Drink in Focus: Ritual Fizz at the St Regis Bar Hong Kong
Both the game and the cocktail menu follow what is now a recurring throughline for St Regis' menus: drawing inspiration from
historical locations in Hong Kong and New York, where
the St Regis Hotel was first opened. What sets this current menu apart is the sheer selection of excellent drinks – 16 different signature concoctions, all balanced and executed wonderfully.
St Regis Bar Hong Kong's new Tickets to Ride on Trains & Trams menu involves 16 drinks, each corresponding to a 'station' on a board game. Photo: Nicolas Wong Sixteen Photography
No drink on this menu represents the high level of execution more than the Ritual Fizz, which is inspired by Little Italy, a historic neighbourhood in Manhattan known for its concentration of Italian immigrant residents.
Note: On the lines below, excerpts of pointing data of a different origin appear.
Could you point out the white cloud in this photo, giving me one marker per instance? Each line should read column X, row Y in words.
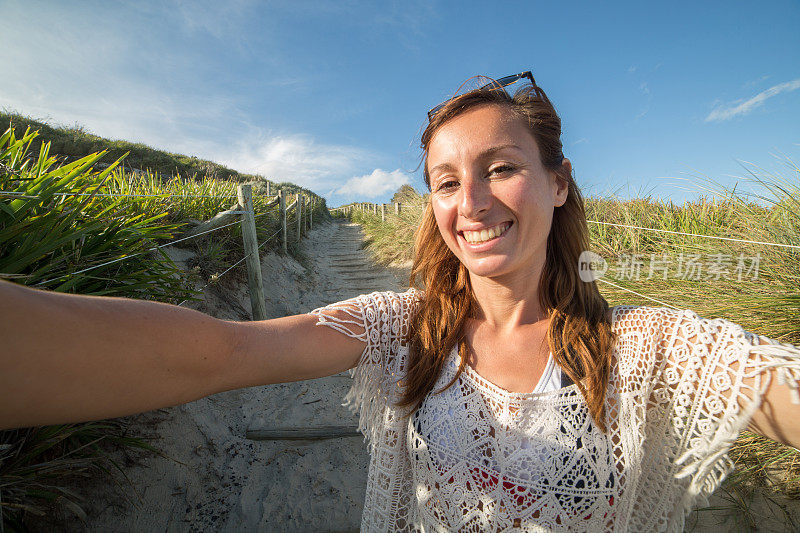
column 378, row 183
column 722, row 112
column 296, row 158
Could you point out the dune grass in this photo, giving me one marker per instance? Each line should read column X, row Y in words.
column 59, row 217
column 766, row 301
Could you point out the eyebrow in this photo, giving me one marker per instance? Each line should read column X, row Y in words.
column 486, row 153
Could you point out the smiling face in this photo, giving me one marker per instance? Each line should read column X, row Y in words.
column 492, row 199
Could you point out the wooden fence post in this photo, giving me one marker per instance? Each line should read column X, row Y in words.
column 282, row 198
column 253, row 260
column 299, row 211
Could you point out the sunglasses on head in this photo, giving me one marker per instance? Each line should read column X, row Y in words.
column 493, row 85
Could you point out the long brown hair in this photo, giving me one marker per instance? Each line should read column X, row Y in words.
column 579, row 335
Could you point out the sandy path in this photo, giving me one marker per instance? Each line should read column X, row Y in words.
column 225, row 481
column 220, row 480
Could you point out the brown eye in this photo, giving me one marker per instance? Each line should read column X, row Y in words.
column 445, row 185
column 501, row 169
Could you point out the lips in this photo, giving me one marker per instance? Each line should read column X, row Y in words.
column 485, row 234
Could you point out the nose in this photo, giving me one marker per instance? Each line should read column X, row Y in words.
column 476, row 198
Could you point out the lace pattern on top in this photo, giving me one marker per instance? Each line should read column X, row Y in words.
column 479, row 458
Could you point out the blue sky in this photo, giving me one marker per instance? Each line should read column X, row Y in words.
column 654, row 98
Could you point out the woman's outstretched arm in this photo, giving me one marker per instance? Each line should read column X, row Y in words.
column 72, row 358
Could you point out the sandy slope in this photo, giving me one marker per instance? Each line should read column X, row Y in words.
column 221, row 481
column 218, row 480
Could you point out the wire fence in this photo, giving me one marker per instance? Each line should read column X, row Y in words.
column 299, row 213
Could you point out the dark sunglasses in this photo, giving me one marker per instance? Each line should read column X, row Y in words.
column 494, row 84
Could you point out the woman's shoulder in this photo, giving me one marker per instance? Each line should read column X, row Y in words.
column 645, row 318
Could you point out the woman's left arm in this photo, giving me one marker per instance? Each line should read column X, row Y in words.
column 779, row 414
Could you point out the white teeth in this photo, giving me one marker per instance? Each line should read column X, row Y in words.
column 476, row 237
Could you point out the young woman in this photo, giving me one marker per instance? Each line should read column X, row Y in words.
column 505, row 395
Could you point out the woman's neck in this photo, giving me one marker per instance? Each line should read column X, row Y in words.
column 506, row 304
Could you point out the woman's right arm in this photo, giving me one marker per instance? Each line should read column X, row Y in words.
column 72, row 358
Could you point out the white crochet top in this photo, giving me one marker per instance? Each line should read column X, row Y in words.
column 479, row 458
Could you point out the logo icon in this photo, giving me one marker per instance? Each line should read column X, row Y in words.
column 591, row 266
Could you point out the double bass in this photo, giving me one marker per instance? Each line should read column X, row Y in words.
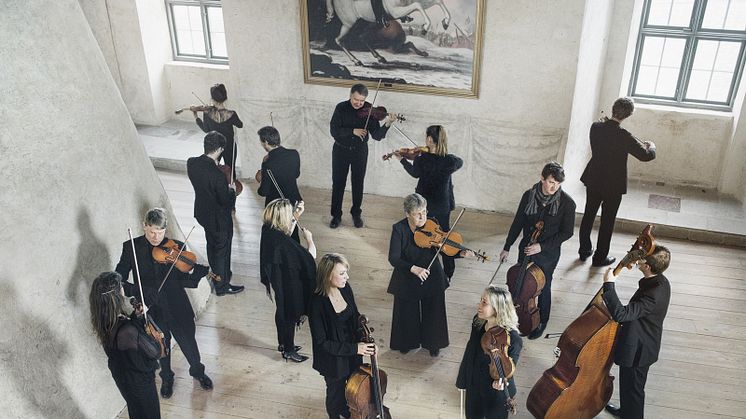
column 525, row 282
column 366, row 386
column 579, row 384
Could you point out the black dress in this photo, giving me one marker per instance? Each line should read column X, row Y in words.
column 133, row 359
column 482, row 400
column 419, row 314
column 290, row 271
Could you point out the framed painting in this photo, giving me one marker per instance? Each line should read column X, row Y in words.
column 420, row 46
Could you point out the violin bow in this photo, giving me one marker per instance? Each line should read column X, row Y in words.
column 277, row 186
column 171, row 268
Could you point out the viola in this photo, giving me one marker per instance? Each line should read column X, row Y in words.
column 431, row 235
column 407, row 153
column 495, row 344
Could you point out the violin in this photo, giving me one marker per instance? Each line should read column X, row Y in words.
column 407, row 153
column 431, row 235
column 495, row 343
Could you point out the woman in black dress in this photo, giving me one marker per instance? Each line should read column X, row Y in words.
column 133, row 354
column 337, row 350
column 434, row 170
column 288, row 269
column 485, row 397
column 222, row 120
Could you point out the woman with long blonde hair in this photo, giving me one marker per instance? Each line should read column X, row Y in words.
column 485, row 396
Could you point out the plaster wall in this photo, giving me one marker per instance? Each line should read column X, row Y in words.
column 70, row 188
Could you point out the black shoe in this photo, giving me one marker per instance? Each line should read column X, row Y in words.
column 205, row 382
column 615, row 411
column 293, row 356
column 606, row 262
column 281, row 348
column 167, row 388
column 232, row 289
column 536, row 334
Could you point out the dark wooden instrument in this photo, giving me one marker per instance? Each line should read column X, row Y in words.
column 495, row 343
column 579, row 384
column 366, row 387
column 525, row 282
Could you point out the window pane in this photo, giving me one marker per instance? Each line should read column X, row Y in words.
column 676, row 13
column 217, row 32
column 725, row 14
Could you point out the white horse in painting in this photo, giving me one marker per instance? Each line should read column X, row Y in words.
column 350, row 11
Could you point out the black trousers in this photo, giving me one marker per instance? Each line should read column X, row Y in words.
column 336, row 404
column 219, row 241
column 345, row 161
column 632, row 391
column 609, row 207
column 444, row 220
column 416, row 323
column 141, row 397
column 183, row 331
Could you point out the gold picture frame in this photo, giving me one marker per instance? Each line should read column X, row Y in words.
column 444, row 60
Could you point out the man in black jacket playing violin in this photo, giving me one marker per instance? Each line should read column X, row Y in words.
column 641, row 327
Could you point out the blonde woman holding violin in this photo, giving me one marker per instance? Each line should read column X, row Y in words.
column 488, row 397
column 433, row 169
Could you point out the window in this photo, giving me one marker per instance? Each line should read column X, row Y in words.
column 690, row 52
column 197, row 30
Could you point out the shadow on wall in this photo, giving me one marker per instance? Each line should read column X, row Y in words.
column 32, row 358
column 93, row 258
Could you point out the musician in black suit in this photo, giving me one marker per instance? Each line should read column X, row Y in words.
column 605, row 178
column 639, row 337
column 545, row 201
column 214, row 200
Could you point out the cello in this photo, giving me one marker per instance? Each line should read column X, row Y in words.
column 579, row 384
column 525, row 281
column 366, row 386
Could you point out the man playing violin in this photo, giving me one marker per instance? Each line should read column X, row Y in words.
column 641, row 327
column 545, row 201
column 169, row 307
column 350, row 152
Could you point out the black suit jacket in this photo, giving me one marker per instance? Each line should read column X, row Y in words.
column 285, row 166
column 639, row 338
column 213, row 200
column 606, row 172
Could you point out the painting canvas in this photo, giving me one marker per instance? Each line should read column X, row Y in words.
column 425, row 46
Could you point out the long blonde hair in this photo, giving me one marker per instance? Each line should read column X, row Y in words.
column 505, row 316
column 325, row 269
column 279, row 215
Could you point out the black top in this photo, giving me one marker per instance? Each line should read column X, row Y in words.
column 172, row 302
column 290, row 271
column 403, row 254
column 639, row 338
column 345, row 119
column 435, row 184
column 285, row 166
column 474, row 371
column 335, row 335
column 230, row 119
column 213, row 200
column 133, row 354
column 557, row 229
column 606, row 172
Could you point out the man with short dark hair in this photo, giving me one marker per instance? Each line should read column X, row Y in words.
column 641, row 328
column 545, row 201
column 214, row 200
column 350, row 152
column 605, row 178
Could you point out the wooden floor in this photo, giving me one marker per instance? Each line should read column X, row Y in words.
column 701, row 372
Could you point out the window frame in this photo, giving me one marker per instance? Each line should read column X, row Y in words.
column 692, row 34
column 203, row 5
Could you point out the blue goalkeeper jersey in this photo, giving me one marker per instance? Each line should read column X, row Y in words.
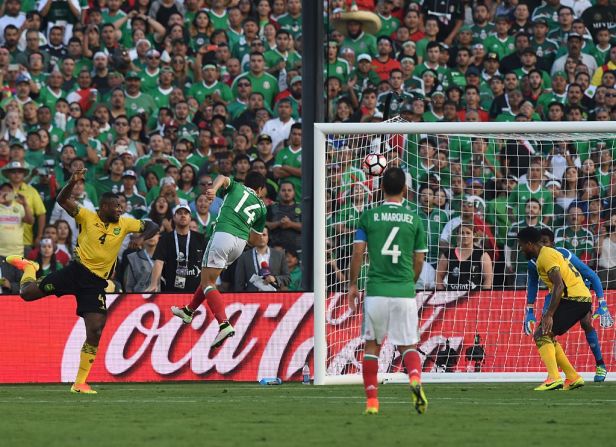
column 591, row 279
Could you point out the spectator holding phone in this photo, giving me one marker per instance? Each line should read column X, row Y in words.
column 14, row 212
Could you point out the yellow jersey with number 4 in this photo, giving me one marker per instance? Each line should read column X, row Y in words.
column 550, row 259
column 98, row 243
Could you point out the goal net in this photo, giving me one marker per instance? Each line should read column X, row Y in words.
column 474, row 186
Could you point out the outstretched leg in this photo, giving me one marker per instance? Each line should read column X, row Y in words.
column 593, row 342
column 370, row 369
column 412, row 362
column 28, row 289
column 547, row 352
column 207, row 291
column 95, row 323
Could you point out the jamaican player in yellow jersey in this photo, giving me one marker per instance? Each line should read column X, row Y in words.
column 100, row 237
column 571, row 302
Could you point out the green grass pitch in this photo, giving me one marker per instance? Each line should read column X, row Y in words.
column 234, row 414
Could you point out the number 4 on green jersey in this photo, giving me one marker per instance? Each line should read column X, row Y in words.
column 393, row 234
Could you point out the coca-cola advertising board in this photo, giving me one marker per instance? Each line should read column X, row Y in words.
column 40, row 341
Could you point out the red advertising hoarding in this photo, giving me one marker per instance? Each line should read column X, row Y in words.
column 40, row 341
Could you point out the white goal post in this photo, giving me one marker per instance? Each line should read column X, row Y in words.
column 342, row 364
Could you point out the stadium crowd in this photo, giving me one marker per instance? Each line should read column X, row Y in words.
column 157, row 97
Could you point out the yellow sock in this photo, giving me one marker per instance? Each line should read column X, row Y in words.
column 29, row 274
column 86, row 359
column 563, row 362
column 548, row 356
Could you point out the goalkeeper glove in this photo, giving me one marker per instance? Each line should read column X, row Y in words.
column 603, row 313
column 529, row 321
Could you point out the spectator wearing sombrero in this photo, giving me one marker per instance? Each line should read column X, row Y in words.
column 359, row 27
column 16, row 172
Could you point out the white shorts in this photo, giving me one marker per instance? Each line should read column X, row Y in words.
column 222, row 250
column 394, row 318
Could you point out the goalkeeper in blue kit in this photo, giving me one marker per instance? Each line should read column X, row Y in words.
column 592, row 281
Paul Chan, bar manager for the St Regis Bar Hong Kong, breaks the drink down for us. It combines London Dry gin (or vodka, on occasion), Italian citron and bergamot liqueurs, fresh lemon, cream, egg white, sugar and a splash of soda water. 'It's bright, fresh and creamy all at once,' Chan describes. 'You get this refreshing citrus kick from the Italian citron and bergamot, balanced by the botanicals of gin and a silky, almost dessert-like finish from the cream and egg white. There's a playful effervescence from the soda, and I think the drink really dances between being uplifting and indulgent.'
Those in the know recognise this ingredient and flavour profile as similar to the immensely difficult and visually stunning Ramos Gin Fizz, introduced by Charles 'Carl' Ramos in New Orleans in 1888. Apocryphally, Ramos and his team shook the drink for a total of 12 to 15 minutes along something of a cocktail assembly line. (Cocktails are normally shaken for around 20 to 30 seconds.)
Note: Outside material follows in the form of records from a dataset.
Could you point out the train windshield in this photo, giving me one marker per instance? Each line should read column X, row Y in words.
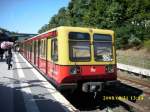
column 102, row 47
column 79, row 46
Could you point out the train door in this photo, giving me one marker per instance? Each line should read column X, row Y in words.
column 54, row 56
column 46, row 55
column 39, row 43
column 34, row 52
column 30, row 51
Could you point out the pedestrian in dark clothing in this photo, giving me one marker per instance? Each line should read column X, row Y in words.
column 9, row 58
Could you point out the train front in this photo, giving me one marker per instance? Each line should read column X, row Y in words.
column 87, row 58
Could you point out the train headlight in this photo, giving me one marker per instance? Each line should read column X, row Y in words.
column 109, row 68
column 74, row 70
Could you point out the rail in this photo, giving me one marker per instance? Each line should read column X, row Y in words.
column 134, row 69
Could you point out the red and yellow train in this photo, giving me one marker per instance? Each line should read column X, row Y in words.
column 74, row 57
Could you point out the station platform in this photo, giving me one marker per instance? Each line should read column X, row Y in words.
column 24, row 89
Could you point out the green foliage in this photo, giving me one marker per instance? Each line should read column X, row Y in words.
column 147, row 45
column 130, row 19
column 134, row 41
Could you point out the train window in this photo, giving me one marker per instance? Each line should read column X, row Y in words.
column 79, row 46
column 54, row 50
column 102, row 37
column 79, row 36
column 103, row 47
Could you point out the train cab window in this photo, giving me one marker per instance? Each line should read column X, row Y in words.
column 79, row 46
column 103, row 47
column 54, row 50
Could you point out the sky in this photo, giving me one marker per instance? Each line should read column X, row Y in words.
column 28, row 16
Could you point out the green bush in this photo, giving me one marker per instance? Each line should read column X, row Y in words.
column 147, row 45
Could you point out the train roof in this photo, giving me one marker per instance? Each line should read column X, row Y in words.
column 46, row 34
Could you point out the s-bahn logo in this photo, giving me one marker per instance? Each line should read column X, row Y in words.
column 93, row 69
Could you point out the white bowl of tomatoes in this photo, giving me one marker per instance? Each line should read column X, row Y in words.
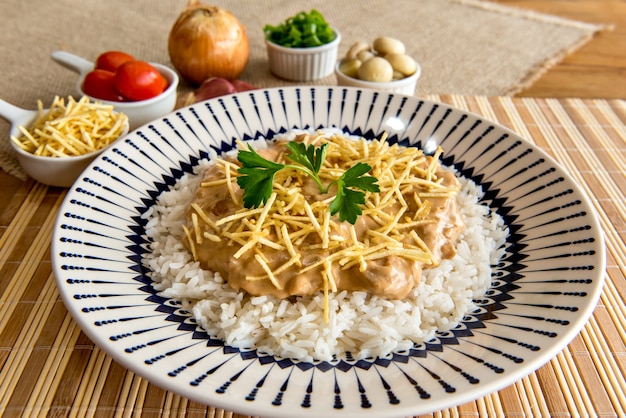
column 143, row 91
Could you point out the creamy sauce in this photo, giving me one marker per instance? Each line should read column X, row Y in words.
column 392, row 277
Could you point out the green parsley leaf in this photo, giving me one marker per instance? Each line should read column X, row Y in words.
column 257, row 179
column 347, row 201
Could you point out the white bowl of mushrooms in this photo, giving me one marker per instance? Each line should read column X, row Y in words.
column 383, row 65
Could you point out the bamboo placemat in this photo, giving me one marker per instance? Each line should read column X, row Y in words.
column 50, row 368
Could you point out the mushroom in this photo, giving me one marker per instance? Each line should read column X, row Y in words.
column 386, row 45
column 402, row 63
column 376, row 69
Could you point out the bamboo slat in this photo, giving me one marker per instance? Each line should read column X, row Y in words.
column 49, row 368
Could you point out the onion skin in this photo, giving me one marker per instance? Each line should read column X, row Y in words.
column 207, row 41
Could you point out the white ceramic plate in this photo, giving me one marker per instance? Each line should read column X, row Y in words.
column 543, row 292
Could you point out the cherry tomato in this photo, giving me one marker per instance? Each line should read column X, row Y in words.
column 138, row 80
column 111, row 60
column 101, row 85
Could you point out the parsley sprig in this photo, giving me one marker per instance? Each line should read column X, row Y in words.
column 257, row 178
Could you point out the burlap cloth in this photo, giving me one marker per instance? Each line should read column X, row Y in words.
column 465, row 47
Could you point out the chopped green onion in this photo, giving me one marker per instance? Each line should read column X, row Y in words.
column 304, row 30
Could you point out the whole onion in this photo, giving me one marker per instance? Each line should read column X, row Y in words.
column 208, row 41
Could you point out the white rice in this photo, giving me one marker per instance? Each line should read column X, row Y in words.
column 364, row 325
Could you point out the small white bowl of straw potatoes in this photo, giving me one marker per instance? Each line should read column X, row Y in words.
column 55, row 145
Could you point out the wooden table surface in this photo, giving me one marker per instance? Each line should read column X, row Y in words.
column 597, row 69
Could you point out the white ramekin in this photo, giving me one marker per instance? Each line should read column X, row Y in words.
column 303, row 64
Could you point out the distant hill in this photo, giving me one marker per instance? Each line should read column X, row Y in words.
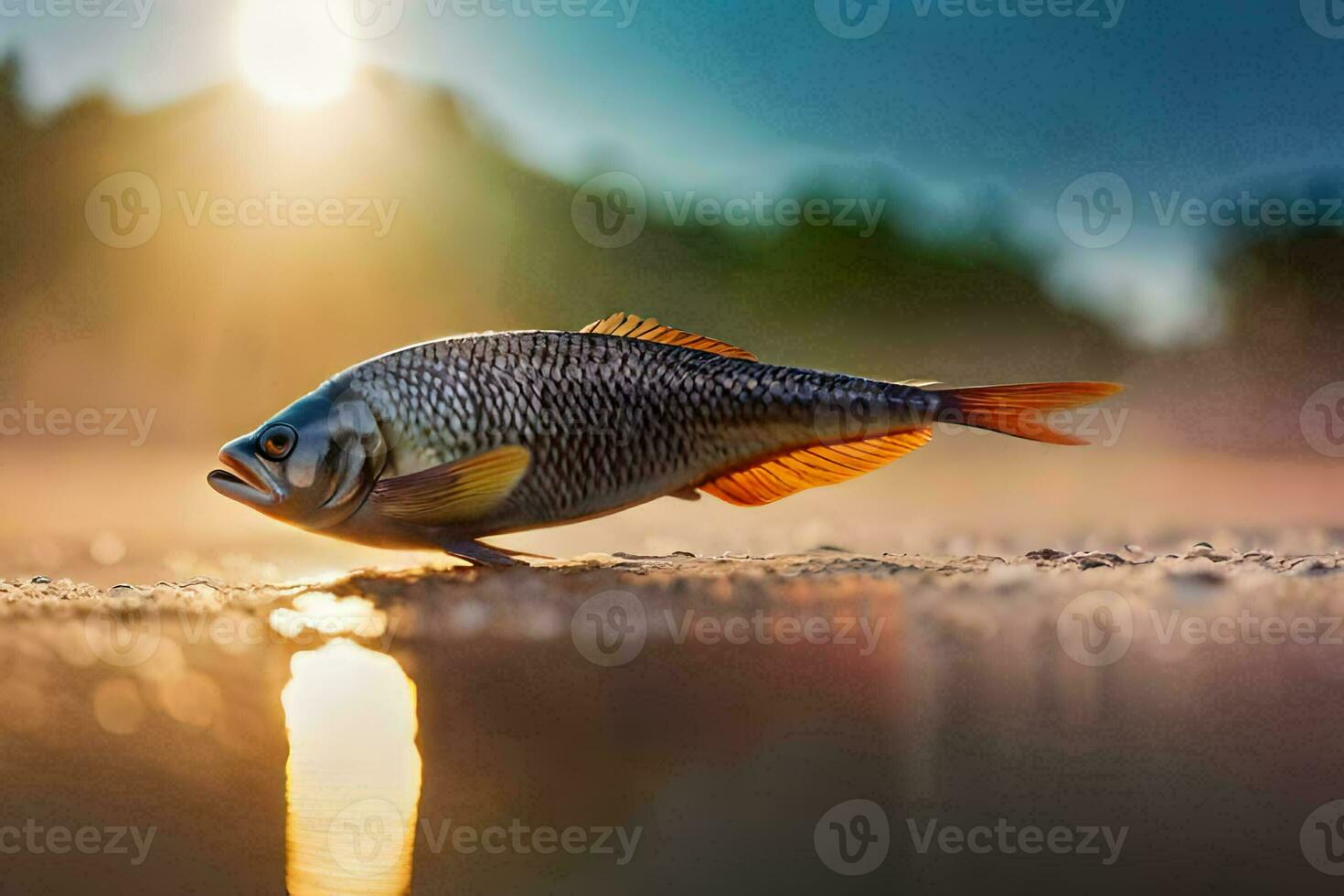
column 210, row 321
Ritual Fizz from St Regis Bar Hong Kong's new menu Tickets to Ride on Trains & Trams. Photo: Handout
Modern methods are much less dramatic, but the drink still requires intricate preparation – dry shaking ingredients, then slowly pouring 2/3 of the mixture with soda before allowing it to settle in a fridge. If your physics and chemistry were correct, pouring the remaining ingredients should help the iconic foam head rise 'like a souffle', according to Difford's Guide.